MARIE HIRIGOYEN, Librairie Hirigoyen, Bayonne

Au fil d’un journal clinique de la perte, traversé de fulgurances poétiques et philosophiques, Manuel Vilas touche l’universel tout en décryptant l’intime au plus profond. Voici un grand d’Espagne !

Il fallait de l’audace à Manuel Vilas et une sincérité totale, brute, pour choisir la forme de courts textes juxtaposés sans souci de chronologie, dans un « chaos narratif », pour dire « l’apesanteur de son passage dans le monde ». C’est la spontanéité qui donne sa force à cette œuvre singulière. Rarement en littérature, on a vu un homme observer à la loupe son évolution mentale, passer au crible ses souvenirs tout en gardant la conscience d’être au cœur d’une nation.

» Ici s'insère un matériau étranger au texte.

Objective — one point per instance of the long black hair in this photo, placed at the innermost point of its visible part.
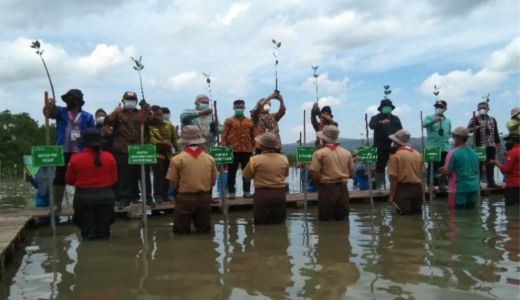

Après la mort de ses parents, un divorce douloureux, des fils indifférents, le refuge dans l’alcool, il s’interroge. Son père, voyageur de commerce, vendait des tissus catalans à travers le pays. Les années 1960 et 1970 ont permis à toute une classe moyenne d’accéder à un certain confort, dont l’acquisition d’une Seat 600, « motif d’espoir athée et matériel », reste le symbole. L’évocation des années d’enfance, quand la famille se rendait à Ordesa dans les Pyrénées pour les vacances d’été, est traversée d’une poignante mélancolie. Celle de la perte définitive, des paroles qui n’ont pu être dites, même si Vilas convoque les fantômes de ses disparus pour les insérer dans le tissu de son quotidien. Il fait sauter les frontières entre les deux mondes, celui des morts et celui des vivants, s’arrime au poids affectif des objets venus d’un autre temps pour ne pas sombrer et célèbre la haute figure d’un père. Entre personnel et collectif, il ne perd pas de vue l’Histoire de l’Espagne, de la Guerre civile aux années franquistes en passant par la restauration d’une monarchie un peu ubuesque. Il s’annonce visionnaire, le regard dirigé vers le futur du monde : « J’ai toujours vu des choses », grâce à la souffrance ressentie, le deuil, « comme une conscience accrue », une hyper lucidité. Sans oublier les traits d’humour féroce, Bunuel et Arrabal ne sont pas loin.